Cannery Row | |
---|---|
Directed by | David S. Ward |
Screenplay by | David S. Ward William Graham |
Based on | Cannery Row Sweet Thursday by John Steinbeck |
Produced by | Michael Phillips |
Starring | |
Narrated by | John Huston |
Cinematography | Sven Nykvist |
Edited by | David Bretherton |
Music by | Jack Nitzsche |
Production companies |
|
Distributed by | MGM/United Artists Distribution and Marketing |
Release date |
|
Running time | 120 minutes |
Country | United States |
Language | English |
Budget | $11.5 million [1] |
Box office | $1.8 million [1] |
Cannery Row is a 1982 American comedy-drama film directed by David S. Ward in his directorial debut, starring Nick Nolte and Debra Winger.
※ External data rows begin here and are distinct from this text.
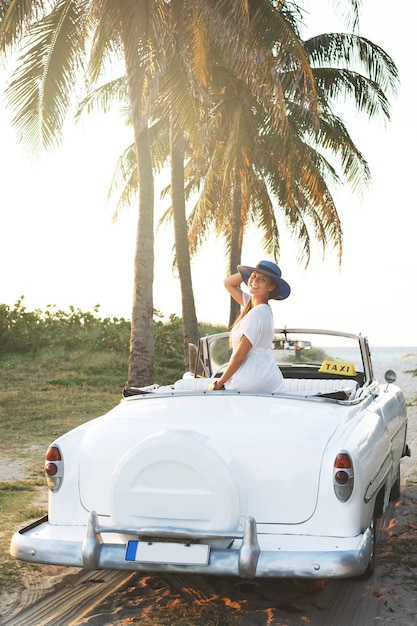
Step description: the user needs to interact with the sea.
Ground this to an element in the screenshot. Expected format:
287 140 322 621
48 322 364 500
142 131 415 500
371 346 417 402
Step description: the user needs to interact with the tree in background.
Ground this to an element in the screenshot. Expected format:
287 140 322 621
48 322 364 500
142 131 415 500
0 0 396 376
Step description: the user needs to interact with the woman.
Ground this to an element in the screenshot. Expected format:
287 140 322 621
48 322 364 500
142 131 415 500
209 261 291 392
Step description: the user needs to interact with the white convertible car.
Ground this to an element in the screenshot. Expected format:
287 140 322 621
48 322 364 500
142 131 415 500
11 329 409 578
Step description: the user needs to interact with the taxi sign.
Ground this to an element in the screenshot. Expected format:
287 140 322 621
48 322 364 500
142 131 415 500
319 360 356 376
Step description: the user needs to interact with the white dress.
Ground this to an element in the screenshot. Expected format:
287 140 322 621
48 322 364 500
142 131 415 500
224 292 284 392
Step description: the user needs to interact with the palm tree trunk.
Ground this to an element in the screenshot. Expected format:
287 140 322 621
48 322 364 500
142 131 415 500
128 128 155 387
229 180 243 327
170 123 199 369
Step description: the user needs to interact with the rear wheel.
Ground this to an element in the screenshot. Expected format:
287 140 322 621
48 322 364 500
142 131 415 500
355 513 377 580
389 466 401 502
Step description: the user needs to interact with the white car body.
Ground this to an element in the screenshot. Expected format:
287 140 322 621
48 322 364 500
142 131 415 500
11 329 409 578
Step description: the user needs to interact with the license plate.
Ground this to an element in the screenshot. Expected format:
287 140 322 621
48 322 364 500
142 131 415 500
126 541 210 565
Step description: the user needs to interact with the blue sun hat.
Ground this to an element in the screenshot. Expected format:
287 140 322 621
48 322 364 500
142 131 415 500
237 261 291 300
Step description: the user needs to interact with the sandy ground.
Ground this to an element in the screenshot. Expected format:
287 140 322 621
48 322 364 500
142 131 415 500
0 404 417 626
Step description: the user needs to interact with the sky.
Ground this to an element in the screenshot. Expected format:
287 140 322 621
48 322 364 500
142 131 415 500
0 0 417 346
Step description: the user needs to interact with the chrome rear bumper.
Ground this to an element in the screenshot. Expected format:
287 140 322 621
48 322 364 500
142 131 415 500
10 511 373 579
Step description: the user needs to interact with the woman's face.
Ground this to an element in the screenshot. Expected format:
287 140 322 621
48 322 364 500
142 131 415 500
248 271 275 300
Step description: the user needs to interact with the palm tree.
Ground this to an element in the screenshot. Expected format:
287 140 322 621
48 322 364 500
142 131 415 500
0 0 172 385
181 4 398 322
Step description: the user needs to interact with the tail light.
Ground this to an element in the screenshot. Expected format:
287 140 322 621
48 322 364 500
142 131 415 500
333 452 354 502
45 446 64 492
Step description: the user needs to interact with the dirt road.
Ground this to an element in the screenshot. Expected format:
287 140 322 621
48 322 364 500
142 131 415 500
0 405 417 626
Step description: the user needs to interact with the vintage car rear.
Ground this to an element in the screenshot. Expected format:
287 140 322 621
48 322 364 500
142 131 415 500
11 330 408 578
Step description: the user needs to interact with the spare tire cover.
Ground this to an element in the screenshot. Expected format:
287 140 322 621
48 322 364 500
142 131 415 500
110 430 240 531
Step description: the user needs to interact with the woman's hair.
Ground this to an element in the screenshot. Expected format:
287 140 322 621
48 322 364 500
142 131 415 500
230 300 252 330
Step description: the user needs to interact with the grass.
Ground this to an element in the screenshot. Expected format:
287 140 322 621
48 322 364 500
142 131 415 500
0 312 223 593
0 312 417 604
0 347 127 592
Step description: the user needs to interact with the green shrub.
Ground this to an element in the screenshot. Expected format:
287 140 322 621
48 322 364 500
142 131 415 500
0 296 228 387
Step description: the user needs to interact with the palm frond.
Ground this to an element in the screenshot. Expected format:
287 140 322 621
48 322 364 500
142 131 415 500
6 1 89 154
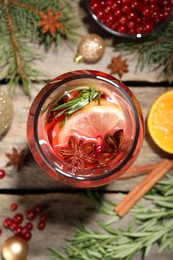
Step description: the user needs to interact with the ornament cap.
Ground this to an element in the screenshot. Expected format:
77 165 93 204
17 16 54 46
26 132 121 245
1 236 29 260
74 53 84 63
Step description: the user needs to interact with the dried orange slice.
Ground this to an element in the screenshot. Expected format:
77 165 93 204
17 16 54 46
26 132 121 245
147 90 173 154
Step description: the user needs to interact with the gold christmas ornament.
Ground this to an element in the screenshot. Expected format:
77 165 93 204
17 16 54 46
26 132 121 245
74 34 105 63
1 236 29 260
0 90 13 139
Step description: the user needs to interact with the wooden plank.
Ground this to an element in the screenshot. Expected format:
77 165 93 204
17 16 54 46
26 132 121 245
0 85 171 191
0 193 172 260
0 0 170 82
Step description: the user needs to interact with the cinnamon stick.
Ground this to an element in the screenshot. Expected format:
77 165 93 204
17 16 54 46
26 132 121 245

The movie is adapted from John Steinbeck's novels Cannery Row (1945) and Sweet Thursday (1954). [2] [3]
During World War II, declining fish stocks lead to the shutdown of the fishing and canning industry in Monterey, California. The bums and prostitutes living on the city's skid row lead colorful and adventurous lives in a balmy seaside setting.
Eddie "Doc" Daniels, a self-employed marine biologist, lives in a dockside warehouse and researches octopuses. Suzy DeSoto, works at the local bordello only out of necessity.
A collection of linked vignettes describes life on Cannery Row. It is depicted as an impoverished area inhabited by a motley band of people who have experienced failures, but somehow have found their niche among strangely kindred souls.
Doc and Suzy do not quite fit in, but are accepted. Mack and the boys gather frogs and sell them to give a surprise party for Doc, which turns into a brawl and breaks the tank housing Doc's octopus collection. To make amends, they decide to gift him with a microscope, but mistakenly purchase a telescope.
A deeper mystery revolves around why Doc stays in Cannery Row. Suzy discovers that Doc was once a professional baseball pitcher but quit.
Another character, Maxie Baker - known locally as "The Seer" - spends his days playing his trumpet on the beach. He depends on the gifts that mysteriously appear, such as groceries. Suzy eventually learns that the Seer is a former baseball player whom Doc injured with a pitch to the head; Doc has been looking after him. Doc and Suzy ultimately find love.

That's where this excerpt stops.